Hitting the desk in frustration

This was the final straw. Both were mercilessly lashed by their peers for wasting their time.

Afterwards, a visibly emotional and frustrated president of the European Commission (“cabinet” of the EU) Jean-Claude Juncker repeatedly hit the desk in front of him during a press conference as he aired his anger at the mercurial Greeks.

Nevertheless, they gave Tsipras an ultimatum. He has to come up with a wide-ranging plan by Sunday. If he does, the eurozone’s 19 ministers of finance will gather on Saturday and all 28 EU heads of government on Sunday to deliberate.

This week, the general view was pessimistic. Chances were overwhelmingly that Greece would be cut loose.

Juncker explicitly said that the European Commission had a detailed plan ready for Greece leaving the euro. An anonymous, highly-placed EU official reportedly told reporters: “The guillotine has been prepared.”

All of this means that an economic and human catastrophe is about to descend on Greece. The banks are running out of cash and are on the verge of crashing. People have no money to spend on anything other than the barest necessities of life, and the whole economy is coming to a standstill.

In fact, the EU is planning huge humanitarian help in the form of food, medication, blankets, etc, just as if a giant tsunami or earthquake had hit the country.

Ideological blindness of a prime minister and his party

And all of this because of the ideological blindness of a prime minister and his party, who think that being ideologically correct will miraculously solve all problems.

What now? There are two possible scenarios for Europe. Both are being ventilated by authoritative analysts in the European media.

In the first, a 'Grexit' will not have much of a direct disadvantage for the European economy (Greece’s economy amounts to 2% of that of the EU), but the political and symbolic fallout will be dramatic. For the first time, a tear will appear in European unity, showing that “ever closer union”, as the EU’s founding Treaty of Maastricht of 1992 put it, can be reversed.

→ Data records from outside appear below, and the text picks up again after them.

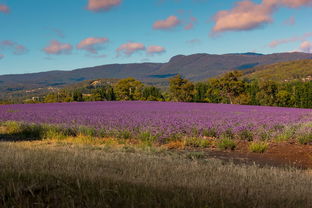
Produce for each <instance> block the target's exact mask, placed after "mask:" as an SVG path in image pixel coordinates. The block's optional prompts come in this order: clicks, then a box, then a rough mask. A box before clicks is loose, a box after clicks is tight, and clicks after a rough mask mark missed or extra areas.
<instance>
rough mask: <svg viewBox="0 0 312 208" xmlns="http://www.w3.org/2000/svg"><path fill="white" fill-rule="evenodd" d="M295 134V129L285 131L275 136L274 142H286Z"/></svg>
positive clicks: (290, 138)
mask: <svg viewBox="0 0 312 208" xmlns="http://www.w3.org/2000/svg"><path fill="white" fill-rule="evenodd" d="M295 133H296V129H295V128H288V129H285V130H284V131H283V132H282V133H281V134H279V135H277V137H276V138H275V140H276V141H278V142H283V141H288V140H290V139H292V138H293V137H294V135H295Z"/></svg>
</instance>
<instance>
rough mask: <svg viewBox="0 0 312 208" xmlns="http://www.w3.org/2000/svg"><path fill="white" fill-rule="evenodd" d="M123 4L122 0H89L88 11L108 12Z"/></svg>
mask: <svg viewBox="0 0 312 208" xmlns="http://www.w3.org/2000/svg"><path fill="white" fill-rule="evenodd" d="M119 4H121V0H88V6H87V9H88V10H90V11H95V12H99V11H108V10H110V9H111V8H113V7H116V6H118V5H119Z"/></svg>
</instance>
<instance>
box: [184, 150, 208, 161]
mask: <svg viewBox="0 0 312 208" xmlns="http://www.w3.org/2000/svg"><path fill="white" fill-rule="evenodd" d="M204 157H205V154H204V153H203V152H190V153H188V154H187V158H189V159H191V160H198V159H202V158H204Z"/></svg>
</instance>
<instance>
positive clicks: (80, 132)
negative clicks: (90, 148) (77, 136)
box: [78, 126, 97, 137]
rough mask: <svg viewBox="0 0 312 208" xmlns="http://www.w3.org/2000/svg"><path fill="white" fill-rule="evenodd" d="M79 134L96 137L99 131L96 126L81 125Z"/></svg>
mask: <svg viewBox="0 0 312 208" xmlns="http://www.w3.org/2000/svg"><path fill="white" fill-rule="evenodd" d="M78 134H80V135H83V136H90V137H96V136H97V131H96V129H94V128H91V127H86V126H80V127H79V128H78Z"/></svg>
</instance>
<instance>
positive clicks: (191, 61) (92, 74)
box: [0, 53, 312, 92]
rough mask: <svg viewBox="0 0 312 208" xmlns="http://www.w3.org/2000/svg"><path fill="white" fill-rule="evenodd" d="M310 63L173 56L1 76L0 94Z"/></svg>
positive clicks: (282, 53) (297, 59) (192, 75)
mask: <svg viewBox="0 0 312 208" xmlns="http://www.w3.org/2000/svg"><path fill="white" fill-rule="evenodd" d="M302 59H312V54H307V53H278V54H270V55H262V54H256V53H244V54H225V55H211V54H194V55H189V56H183V55H179V56H175V57H173V58H172V59H171V60H170V61H169V62H168V63H141V64H111V65H103V66H96V67H89V68H83V69H76V70H72V71H50V72H41V73H31V74H19V75H2V76H0V92H7V91H18V90H26V89H36V88H44V87H58V86H60V87H61V86H64V85H68V84H72V83H77V82H81V81H84V80H93V79H101V78H117V79H120V78H126V77H134V78H136V79H139V80H141V81H146V80H149V81H152V80H155V81H156V82H158V79H163V78H168V77H172V76H174V75H176V74H178V73H179V74H182V75H183V76H184V77H185V78H187V79H190V80H192V81H200V80H205V79H207V78H210V77H214V76H216V75H219V74H222V73H224V72H225V71H228V70H233V69H236V70H243V69H248V68H252V67H255V66H261V65H267V64H274V63H279V62H285V61H292V60H302Z"/></svg>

This would give succour not only to Eurocritical parties like Marie le Pen’s Front National in France, Pablo Iglesias’ Podemos in Spain and Geert Wilders’ Partij voor de Vrijheid in the Netherlands, but will also influence the British public to vote against continued British membership of the EU in that country’s planned referendum next year.

And make no mistake, while a Grexit can in principle be weathered, a Brexit would really put the cat among the pigeons. It is difficult to see the EU surviving that.

There is, however, also another scenario. The fact is that, differences in nuance notwithstanding, the Greek drama has not split the present European leadership. On the contrary, in the main they have stood together like seldom before.

Also, if people see the chaos with which the Grexit is developing, they might think twice before deciding to leave either the eurozone or the EU as such. And then the EU might even come out of the present crisis strengthened.

It is, of course, far too early to say what direction history will take. What is certain however is that Europe is standing before the most important fork in its road since 1945: will it, like Daedalos, stay on an even course, or will it, like Icarus, soar too near to the sun and crash?

* Leopold Scholtz is an independent political analyst who lives in Europe. Views expressed are his own.